Temporada alta en San Francisco
Durante junio, julio y agosto, la ciudad recibe a miles de personas que buscan vivir su energía veraniega. Aunque podrías esperar calor intenso, el clima se define por la famosa niebla que suele cubrir el Golden Gate Bridge por las mañanas. Al aterrizar en San Francisco, el aire es fresco y hay actividad constante en las calles, donde la temperatura suele rondar los 21 °C durante los días más despejados de septiembre y octubre, meses conocidos por el "verano indio".
Esta época coincide con grandes eventos como el San Francisco Pride o el festival Outside Lands, que llenan los parques de música y color. El ritmo de vida se acelera y los espacios al aire libre, desde los muelles hasta las colinas, se llenan de gente disfrutando de caminatas largas. Es el momento ideal para que explores la ciudad a pie y sientas la identidad cultural que la caracteriza, aprovechando que los días son más largos y luminosos.
Temporada baja en San Francisco
Los meses de enero, febrero y marzo traen un ritmo mucho más pausado y tranquilo a la bahía. Las lluvias son más frecuentes y las temperaturas descienden a un promedio de entre 8 °C y 15 °C, lo que transforma el paisaje en un escenario más íntimo. Al llegar, la ciudad es relajada, ideal para quienes prefieren evitar las multitudes y disfrutar de una experiencia sin prisas en los museos o distritos históricos.
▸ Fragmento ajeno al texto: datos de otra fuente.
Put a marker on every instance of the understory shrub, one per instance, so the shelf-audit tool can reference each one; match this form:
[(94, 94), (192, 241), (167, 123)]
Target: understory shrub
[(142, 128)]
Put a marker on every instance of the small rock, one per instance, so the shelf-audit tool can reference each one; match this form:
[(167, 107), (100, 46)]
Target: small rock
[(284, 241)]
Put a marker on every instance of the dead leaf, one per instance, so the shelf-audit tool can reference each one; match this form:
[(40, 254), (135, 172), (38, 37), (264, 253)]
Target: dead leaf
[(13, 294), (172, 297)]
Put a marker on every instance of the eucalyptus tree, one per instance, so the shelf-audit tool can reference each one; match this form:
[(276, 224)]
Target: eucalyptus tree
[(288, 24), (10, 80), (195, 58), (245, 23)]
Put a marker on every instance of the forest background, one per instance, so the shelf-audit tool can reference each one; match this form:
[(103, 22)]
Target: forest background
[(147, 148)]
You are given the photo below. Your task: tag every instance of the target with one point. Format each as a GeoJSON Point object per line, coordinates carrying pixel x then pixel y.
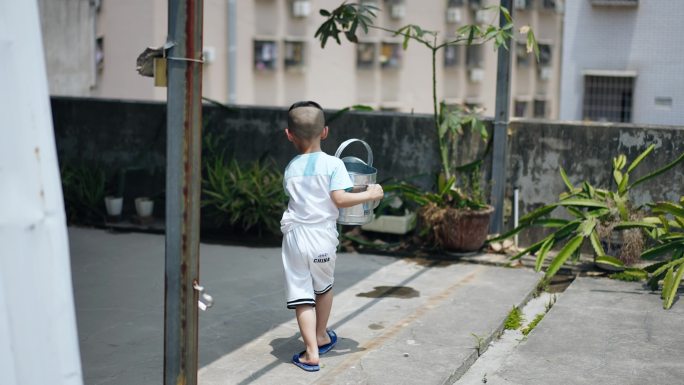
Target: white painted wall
{"type": "Point", "coordinates": [38, 340]}
{"type": "Point", "coordinates": [648, 39]}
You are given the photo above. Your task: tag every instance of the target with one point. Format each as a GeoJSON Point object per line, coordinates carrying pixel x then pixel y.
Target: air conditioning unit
{"type": "Point", "coordinates": [482, 16]}
{"type": "Point", "coordinates": [301, 8]}
{"type": "Point", "coordinates": [454, 15]}
{"type": "Point", "coordinates": [545, 73]}
{"type": "Point", "coordinates": [476, 75]}
{"type": "Point", "coordinates": [521, 4]}
{"type": "Point", "coordinates": [398, 11]}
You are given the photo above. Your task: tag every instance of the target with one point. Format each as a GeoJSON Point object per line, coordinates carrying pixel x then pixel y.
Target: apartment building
{"type": "Point", "coordinates": [622, 61]}
{"type": "Point", "coordinates": [263, 52]}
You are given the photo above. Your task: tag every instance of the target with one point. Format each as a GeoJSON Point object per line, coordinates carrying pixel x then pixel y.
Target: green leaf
{"type": "Point", "coordinates": [562, 256]}
{"type": "Point", "coordinates": [653, 252]}
{"type": "Point", "coordinates": [608, 260]}
{"type": "Point", "coordinates": [541, 211]}
{"type": "Point", "coordinates": [583, 203]}
{"type": "Point", "coordinates": [542, 254]}
{"type": "Point", "coordinates": [622, 186]}
{"type": "Point", "coordinates": [507, 15]}
{"type": "Point", "coordinates": [633, 224]}
{"type": "Point", "coordinates": [674, 286]}
{"type": "Point", "coordinates": [640, 158]}
{"type": "Point", "coordinates": [587, 226]}
{"type": "Point", "coordinates": [669, 208]}
{"type": "Point", "coordinates": [617, 175]}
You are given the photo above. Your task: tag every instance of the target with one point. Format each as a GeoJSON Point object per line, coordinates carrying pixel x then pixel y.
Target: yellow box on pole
{"type": "Point", "coordinates": [160, 79]}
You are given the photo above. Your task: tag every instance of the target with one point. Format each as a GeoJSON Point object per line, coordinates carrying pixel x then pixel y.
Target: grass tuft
{"type": "Point", "coordinates": [514, 320]}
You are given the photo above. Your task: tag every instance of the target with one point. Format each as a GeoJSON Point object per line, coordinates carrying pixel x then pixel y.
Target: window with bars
{"type": "Point", "coordinates": [608, 98]}
{"type": "Point", "coordinates": [539, 110]}
{"type": "Point", "coordinates": [452, 56]}
{"type": "Point", "coordinates": [522, 58]}
{"type": "Point", "coordinates": [390, 55]}
{"type": "Point", "coordinates": [365, 55]}
{"type": "Point", "coordinates": [265, 55]}
{"type": "Point", "coordinates": [294, 54]}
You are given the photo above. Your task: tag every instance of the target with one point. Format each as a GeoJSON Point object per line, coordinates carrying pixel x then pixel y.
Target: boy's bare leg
{"type": "Point", "coordinates": [323, 307]}
{"type": "Point", "coordinates": [306, 318]}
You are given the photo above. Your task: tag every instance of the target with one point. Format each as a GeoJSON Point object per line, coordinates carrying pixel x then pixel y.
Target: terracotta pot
{"type": "Point", "coordinates": [463, 230]}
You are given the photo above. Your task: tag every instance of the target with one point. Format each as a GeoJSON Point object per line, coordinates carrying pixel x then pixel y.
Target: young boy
{"type": "Point", "coordinates": [317, 186]}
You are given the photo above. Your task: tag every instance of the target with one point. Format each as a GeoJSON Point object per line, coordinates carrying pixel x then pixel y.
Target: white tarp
{"type": "Point", "coordinates": [38, 339]}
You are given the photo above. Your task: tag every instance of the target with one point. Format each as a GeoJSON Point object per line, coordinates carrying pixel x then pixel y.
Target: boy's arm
{"type": "Point", "coordinates": [343, 199]}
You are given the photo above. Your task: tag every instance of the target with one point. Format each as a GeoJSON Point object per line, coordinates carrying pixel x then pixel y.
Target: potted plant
{"type": "Point", "coordinates": [144, 207]}
{"type": "Point", "coordinates": [451, 211]}
{"type": "Point", "coordinates": [592, 212]}
{"type": "Point", "coordinates": [114, 206]}
{"type": "Point", "coordinates": [114, 200]}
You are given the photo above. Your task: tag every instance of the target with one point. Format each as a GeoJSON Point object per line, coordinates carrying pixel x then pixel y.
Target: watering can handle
{"type": "Point", "coordinates": [348, 142]}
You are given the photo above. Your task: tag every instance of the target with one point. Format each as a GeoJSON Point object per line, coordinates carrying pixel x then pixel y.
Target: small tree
{"type": "Point", "coordinates": [449, 122]}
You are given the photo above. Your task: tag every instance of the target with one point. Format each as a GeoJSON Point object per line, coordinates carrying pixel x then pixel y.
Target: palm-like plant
{"type": "Point", "coordinates": [590, 209]}
{"type": "Point", "coordinates": [350, 18]}
{"type": "Point", "coordinates": [669, 241]}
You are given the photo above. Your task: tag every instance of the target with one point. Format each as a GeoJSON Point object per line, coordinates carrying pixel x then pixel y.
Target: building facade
{"type": "Point", "coordinates": [622, 61]}
{"type": "Point", "coordinates": [263, 52]}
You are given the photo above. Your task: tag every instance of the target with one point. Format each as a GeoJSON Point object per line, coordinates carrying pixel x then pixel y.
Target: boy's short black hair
{"type": "Point", "coordinates": [305, 119]}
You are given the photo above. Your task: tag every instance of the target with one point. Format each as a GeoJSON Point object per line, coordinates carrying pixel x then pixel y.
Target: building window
{"type": "Point", "coordinates": [294, 54]}
{"type": "Point", "coordinates": [452, 56]}
{"type": "Point", "coordinates": [630, 3]}
{"type": "Point", "coordinates": [539, 108]}
{"type": "Point", "coordinates": [608, 98]}
{"type": "Point", "coordinates": [265, 55]}
{"type": "Point", "coordinates": [522, 4]}
{"type": "Point", "coordinates": [474, 56]}
{"type": "Point", "coordinates": [301, 8]}
{"type": "Point", "coordinates": [365, 55]}
{"type": "Point", "coordinates": [99, 53]}
{"type": "Point", "coordinates": [520, 108]}
{"type": "Point", "coordinates": [522, 57]}
{"type": "Point", "coordinates": [390, 55]}
{"type": "Point", "coordinates": [544, 70]}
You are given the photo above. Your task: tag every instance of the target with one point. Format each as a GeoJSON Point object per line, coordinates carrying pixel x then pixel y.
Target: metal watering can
{"type": "Point", "coordinates": [362, 174]}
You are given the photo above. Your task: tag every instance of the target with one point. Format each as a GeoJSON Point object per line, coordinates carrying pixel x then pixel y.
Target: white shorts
{"type": "Point", "coordinates": [309, 253]}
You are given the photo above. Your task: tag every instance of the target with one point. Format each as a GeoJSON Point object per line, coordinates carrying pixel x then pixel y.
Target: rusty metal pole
{"type": "Point", "coordinates": [501, 116]}
{"type": "Point", "coordinates": [183, 184]}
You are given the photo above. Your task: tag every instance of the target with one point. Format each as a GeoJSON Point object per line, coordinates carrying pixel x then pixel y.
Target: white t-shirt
{"type": "Point", "coordinates": [308, 181]}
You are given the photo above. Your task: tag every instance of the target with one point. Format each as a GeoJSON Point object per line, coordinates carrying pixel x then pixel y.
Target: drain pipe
{"type": "Point", "coordinates": [232, 51]}
{"type": "Point", "coordinates": [516, 211]}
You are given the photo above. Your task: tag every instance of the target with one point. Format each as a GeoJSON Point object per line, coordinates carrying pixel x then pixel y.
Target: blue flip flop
{"type": "Point", "coordinates": [304, 365]}
{"type": "Point", "coordinates": [328, 347]}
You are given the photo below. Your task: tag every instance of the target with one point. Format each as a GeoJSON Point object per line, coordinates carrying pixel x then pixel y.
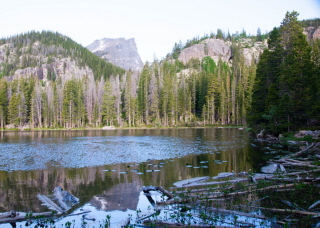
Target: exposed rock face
{"type": "Point", "coordinates": [62, 68]}
{"type": "Point", "coordinates": [120, 52]}
{"type": "Point", "coordinates": [312, 32]}
{"type": "Point", "coordinates": [210, 47]}
{"type": "Point", "coordinates": [316, 34]}
{"type": "Point", "coordinates": [216, 48]}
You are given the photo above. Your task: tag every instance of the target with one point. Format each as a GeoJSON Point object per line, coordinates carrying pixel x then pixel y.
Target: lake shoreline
{"type": "Point", "coordinates": [123, 128]}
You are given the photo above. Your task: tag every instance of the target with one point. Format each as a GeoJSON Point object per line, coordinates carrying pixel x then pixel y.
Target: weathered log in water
{"type": "Point", "coordinates": [147, 189]}
{"type": "Point", "coordinates": [159, 223]}
{"type": "Point", "coordinates": [21, 216]}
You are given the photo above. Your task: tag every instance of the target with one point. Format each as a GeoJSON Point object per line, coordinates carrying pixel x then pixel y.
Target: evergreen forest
{"type": "Point", "coordinates": [277, 93]}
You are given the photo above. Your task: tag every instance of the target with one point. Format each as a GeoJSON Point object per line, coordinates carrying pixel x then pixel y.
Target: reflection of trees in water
{"type": "Point", "coordinates": [18, 189]}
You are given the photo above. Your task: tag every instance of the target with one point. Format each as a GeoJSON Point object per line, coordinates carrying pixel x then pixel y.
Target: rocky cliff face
{"type": "Point", "coordinates": [120, 52]}
{"type": "Point", "coordinates": [219, 49]}
{"type": "Point", "coordinates": [312, 32]}
{"type": "Point", "coordinates": [63, 68]}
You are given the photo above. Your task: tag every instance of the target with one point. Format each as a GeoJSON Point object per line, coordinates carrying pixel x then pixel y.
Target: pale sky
{"type": "Point", "coordinates": [155, 25]}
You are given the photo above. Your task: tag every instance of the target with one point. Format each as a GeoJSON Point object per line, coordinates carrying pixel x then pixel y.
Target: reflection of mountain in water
{"type": "Point", "coordinates": [112, 190]}
{"type": "Point", "coordinates": [120, 197]}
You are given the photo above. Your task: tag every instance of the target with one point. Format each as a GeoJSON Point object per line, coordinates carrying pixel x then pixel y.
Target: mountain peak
{"type": "Point", "coordinates": [119, 51]}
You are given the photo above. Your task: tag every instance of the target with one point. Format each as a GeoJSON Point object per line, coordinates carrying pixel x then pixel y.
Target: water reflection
{"type": "Point", "coordinates": [37, 162]}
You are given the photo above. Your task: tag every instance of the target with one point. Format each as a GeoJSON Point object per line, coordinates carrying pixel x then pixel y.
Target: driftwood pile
{"type": "Point", "coordinates": [59, 203]}
{"type": "Point", "coordinates": [288, 196]}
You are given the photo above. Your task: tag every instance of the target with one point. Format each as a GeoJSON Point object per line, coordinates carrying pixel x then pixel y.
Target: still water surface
{"type": "Point", "coordinates": [107, 169]}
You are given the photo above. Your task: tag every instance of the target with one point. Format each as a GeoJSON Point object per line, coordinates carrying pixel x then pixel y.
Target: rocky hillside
{"type": "Point", "coordinates": [220, 49]}
{"type": "Point", "coordinates": [50, 56]}
{"type": "Point", "coordinates": [120, 52]}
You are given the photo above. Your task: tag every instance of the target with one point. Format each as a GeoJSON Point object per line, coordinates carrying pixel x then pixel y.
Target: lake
{"type": "Point", "coordinates": [106, 169]}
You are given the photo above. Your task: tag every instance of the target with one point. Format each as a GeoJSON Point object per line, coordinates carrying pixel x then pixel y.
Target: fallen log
{"type": "Point", "coordinates": [21, 216]}
{"type": "Point", "coordinates": [304, 150]}
{"type": "Point", "coordinates": [159, 223]}
{"type": "Point", "coordinates": [287, 211]}
{"type": "Point", "coordinates": [225, 211]}
{"type": "Point", "coordinates": [146, 189]}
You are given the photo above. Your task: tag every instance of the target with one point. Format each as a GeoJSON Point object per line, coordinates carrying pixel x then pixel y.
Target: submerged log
{"type": "Point", "coordinates": [159, 223]}
{"type": "Point", "coordinates": [147, 189]}
{"type": "Point", "coordinates": [21, 216]}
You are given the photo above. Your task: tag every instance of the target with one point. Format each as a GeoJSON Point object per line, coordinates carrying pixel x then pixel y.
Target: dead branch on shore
{"type": "Point", "coordinates": [259, 189]}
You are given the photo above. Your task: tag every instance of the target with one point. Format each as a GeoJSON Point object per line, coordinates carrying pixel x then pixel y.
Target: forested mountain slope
{"type": "Point", "coordinates": [287, 87]}
{"type": "Point", "coordinates": [49, 81]}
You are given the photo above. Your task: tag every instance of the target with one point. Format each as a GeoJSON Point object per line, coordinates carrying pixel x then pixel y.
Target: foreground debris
{"type": "Point", "coordinates": [59, 203]}
{"type": "Point", "coordinates": [287, 195]}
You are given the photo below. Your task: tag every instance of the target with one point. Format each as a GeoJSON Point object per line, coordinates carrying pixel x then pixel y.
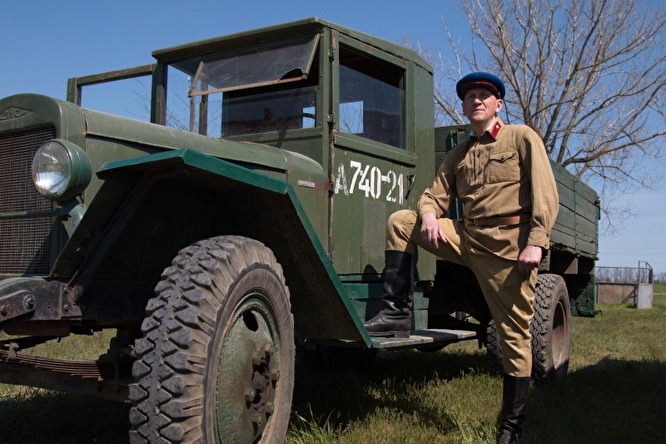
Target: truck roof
{"type": "Point", "coordinates": [267, 34]}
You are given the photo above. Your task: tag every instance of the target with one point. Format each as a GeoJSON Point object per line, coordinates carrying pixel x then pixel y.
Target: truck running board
{"type": "Point", "coordinates": [425, 337]}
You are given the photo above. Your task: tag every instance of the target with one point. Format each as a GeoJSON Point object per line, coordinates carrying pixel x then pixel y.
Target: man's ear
{"type": "Point", "coordinates": [500, 103]}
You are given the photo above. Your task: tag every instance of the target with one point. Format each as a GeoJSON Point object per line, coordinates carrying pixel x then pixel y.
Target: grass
{"type": "Point", "coordinates": [615, 392]}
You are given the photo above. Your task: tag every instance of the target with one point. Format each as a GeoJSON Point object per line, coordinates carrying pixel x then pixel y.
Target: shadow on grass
{"type": "Point", "coordinates": [612, 401]}
{"type": "Point", "coordinates": [60, 418]}
{"type": "Point", "coordinates": [343, 394]}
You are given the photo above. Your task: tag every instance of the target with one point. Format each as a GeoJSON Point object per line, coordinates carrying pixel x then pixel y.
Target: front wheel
{"type": "Point", "coordinates": [216, 361]}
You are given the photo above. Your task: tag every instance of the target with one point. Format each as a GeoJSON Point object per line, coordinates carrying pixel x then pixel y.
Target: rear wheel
{"type": "Point", "coordinates": [549, 330]}
{"type": "Point", "coordinates": [216, 361]}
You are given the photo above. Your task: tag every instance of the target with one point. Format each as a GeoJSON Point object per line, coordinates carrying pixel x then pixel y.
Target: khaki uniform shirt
{"type": "Point", "coordinates": [500, 176]}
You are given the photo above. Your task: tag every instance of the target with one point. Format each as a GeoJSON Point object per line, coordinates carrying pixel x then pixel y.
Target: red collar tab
{"type": "Point", "coordinates": [495, 129]}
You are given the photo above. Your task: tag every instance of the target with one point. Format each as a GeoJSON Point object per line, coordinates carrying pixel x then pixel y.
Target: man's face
{"type": "Point", "coordinates": [480, 105]}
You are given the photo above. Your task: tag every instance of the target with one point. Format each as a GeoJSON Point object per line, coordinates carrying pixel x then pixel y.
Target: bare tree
{"type": "Point", "coordinates": [587, 75]}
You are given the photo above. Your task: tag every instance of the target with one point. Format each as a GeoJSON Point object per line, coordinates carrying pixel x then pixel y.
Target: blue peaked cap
{"type": "Point", "coordinates": [480, 80]}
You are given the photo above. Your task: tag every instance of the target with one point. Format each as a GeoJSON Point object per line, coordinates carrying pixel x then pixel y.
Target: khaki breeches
{"type": "Point", "coordinates": [508, 292]}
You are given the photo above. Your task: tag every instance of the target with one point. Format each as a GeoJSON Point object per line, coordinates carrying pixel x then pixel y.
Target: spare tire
{"type": "Point", "coordinates": [549, 330]}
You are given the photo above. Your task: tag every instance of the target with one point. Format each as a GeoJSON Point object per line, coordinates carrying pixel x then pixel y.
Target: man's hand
{"type": "Point", "coordinates": [431, 232]}
{"type": "Point", "coordinates": [529, 258]}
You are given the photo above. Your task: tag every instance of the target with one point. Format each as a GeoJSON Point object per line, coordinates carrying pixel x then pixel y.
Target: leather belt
{"type": "Point", "coordinates": [497, 221]}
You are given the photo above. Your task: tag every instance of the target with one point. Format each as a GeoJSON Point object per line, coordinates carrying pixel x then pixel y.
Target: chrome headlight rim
{"type": "Point", "coordinates": [61, 170]}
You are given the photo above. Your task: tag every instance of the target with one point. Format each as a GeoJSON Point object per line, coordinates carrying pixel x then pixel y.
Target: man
{"type": "Point", "coordinates": [503, 177]}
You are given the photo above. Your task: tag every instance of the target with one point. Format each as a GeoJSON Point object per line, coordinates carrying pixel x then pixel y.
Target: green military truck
{"type": "Point", "coordinates": [244, 222]}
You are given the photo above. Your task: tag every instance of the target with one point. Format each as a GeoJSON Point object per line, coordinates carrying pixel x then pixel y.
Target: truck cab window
{"type": "Point", "coordinates": [371, 98]}
{"type": "Point", "coordinates": [269, 89]}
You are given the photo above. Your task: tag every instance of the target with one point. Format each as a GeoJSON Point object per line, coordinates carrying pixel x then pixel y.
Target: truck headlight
{"type": "Point", "coordinates": [60, 170]}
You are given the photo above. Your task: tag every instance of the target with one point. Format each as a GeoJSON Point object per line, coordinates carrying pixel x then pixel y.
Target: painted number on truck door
{"type": "Point", "coordinates": [370, 181]}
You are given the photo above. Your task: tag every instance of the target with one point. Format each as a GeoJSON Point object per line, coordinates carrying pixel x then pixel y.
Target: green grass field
{"type": "Point", "coordinates": [615, 392]}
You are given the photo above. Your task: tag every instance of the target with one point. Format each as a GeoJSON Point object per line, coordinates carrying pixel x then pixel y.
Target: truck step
{"type": "Point", "coordinates": [425, 337]}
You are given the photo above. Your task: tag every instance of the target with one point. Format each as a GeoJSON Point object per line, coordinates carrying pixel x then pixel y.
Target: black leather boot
{"type": "Point", "coordinates": [395, 319]}
{"type": "Point", "coordinates": [514, 398]}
A pesar del clima fresco, la agenda social mantiene su fuerza con celebraciones como el Chinese New Year Parade en febrero, uno de los eventos más grandes de su tipo. La vida local se traslada hacia los interiores, donde la cultura del café y las librerías independientes cobran un protagonismo absoluto. Es una etapa que te permite conectar con San Francisco de una forma mucho más cercana y personal.